Recherches utilisées pour trouver cet article:accoutumance moins efficace huile essentielle

    8 replies to "Douleur, dépendance: un tabou que les huiles essentielles peuvent combattre"

    • Sylvie BOBICHON

      Bonjour, en formation actuellement avec Cécile, je me soigne pour une cystite. Pour celles qui en ont déjà eu une, elles savent que c’est très douloureux. Et bien en 48 h avec une synergie d’HE, j’a vu mes douleurs s’atténuer jusqu’à pratiquement disparaitre, et je vais continuer le traitement encore pendant quelques jours afin d’éradiquer définitivement ce microbe. Si j’avais dû attendre un rendez-vous chez le médecin, je serai encore à me tordre en deux. Avec une bonne synergie d’HE, c’est formidable.
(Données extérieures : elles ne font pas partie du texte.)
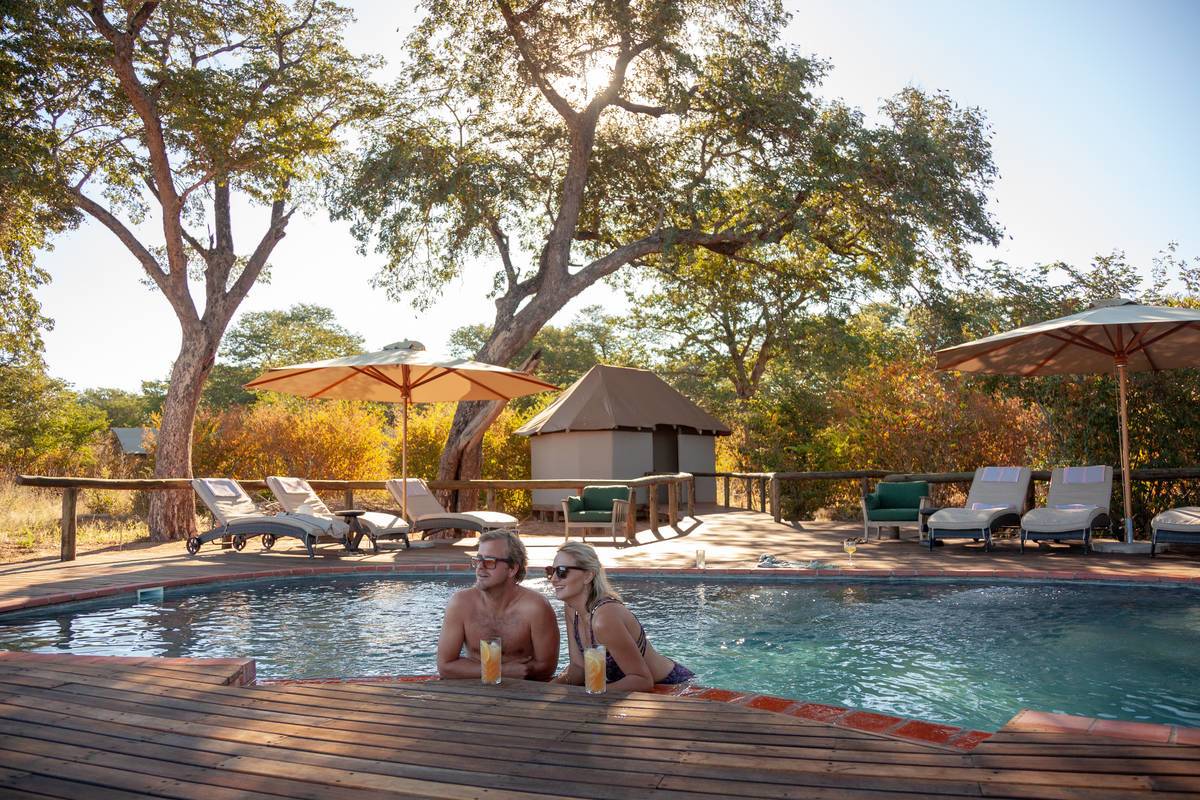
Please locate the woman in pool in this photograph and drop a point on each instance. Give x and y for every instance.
(597, 615)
Merci encore Cécile pour cette formation.

      • Murielle Bebrone

        Bonjour Sylvie, ce serait bien de partager ta recette sur le forum de la formation.

    • Julia

      Bonjour Cécile

      Bravo,pour l’instant je suis en plein dedans, cet article m’aidera à faire percevoir autour de moi pas mal de choses…
      Grand merci à vous.,et bonne continuation.

    • Sylvie DUCLERCQ

      Bonjour Cécile,
      Très bel article qui touche d’autant plus l’éducatrice de santé que je suis!!! La difficulté à ce jour réside dans le fait, devant tant de souffrance, de tenter de gérer le symptomatique mais la personne n’est pas toujours prise en compte dans sa globalité. Effectivement les huiles essentielles, bien utilisées, dans le respect des normes, sont souveraines sur les douleurs mais aussi sur la sphère émotionnelle, notamment d’une grande aide sur la façon d’appréhender ces douleurs. Elles sont même particulièrement complémentaires à la médecine allopathique, en accord avec son médecin, bien entendu, pourquoi ne pas en profiter pour penser à la médecine intégrative…..
      Les huiles essentielles font partie intégrante de notre foyer car elles constituent un joyau offert par Mère Nature, dans le respect de la personne.

    • Zineddine

      Bonsoir,
      C’est un article intéressant qui a montré comment traiter les inflammations et des douleurs au niveau de nos corps avec des traitements naturel douces comme les huiles essentiels des plantes et de se débarrasser des médicaments anti-inflammatoire classiques comme paracétamol, voltaren qui présentent des effets nocifs sur les l’estomac,les reins et le foie.
      merci pour cet article

      • Plante Essentielle

        Avec plaisir Zineddine. Mais faites quand même attention à ne pas considérer les huiles essentielles comme une “médecine douce”, car ce n’est pas le cas. Elles sont très puissantes et certaines présentent des contre-indications et précaution d’emploi à connaître absolument si vous ne voulez pas risquer des désagréments voire même des intoxications.

    • Murielle Bebrone

      Bonjour, depuis que je connais les l’huiles essentielles, j’ai suivis la formation de Cécile 1er promo. Je n’ai plus pris de médicament contre la douleur, ni anti inflammatoire. Ni pour un rhume d’ailleurs. Je vais chez le médecin pour avoir un diagnostique et il me prescrit des médocs, je discute avec lui des propriétés de ces médicaments. Les ordonnances sont toujours dans mon tiroir je n’en ai pas eu besoin

    • Mazzuca

      Bonjour,
      Le paracetamol est surtout toxique pour les rein à doses cumulées et induit des insuffisances rénales – les effets sur le foie… c’est surtout l’over dose qui est toxique pour lui…
      Bon courage pour votre entreprise.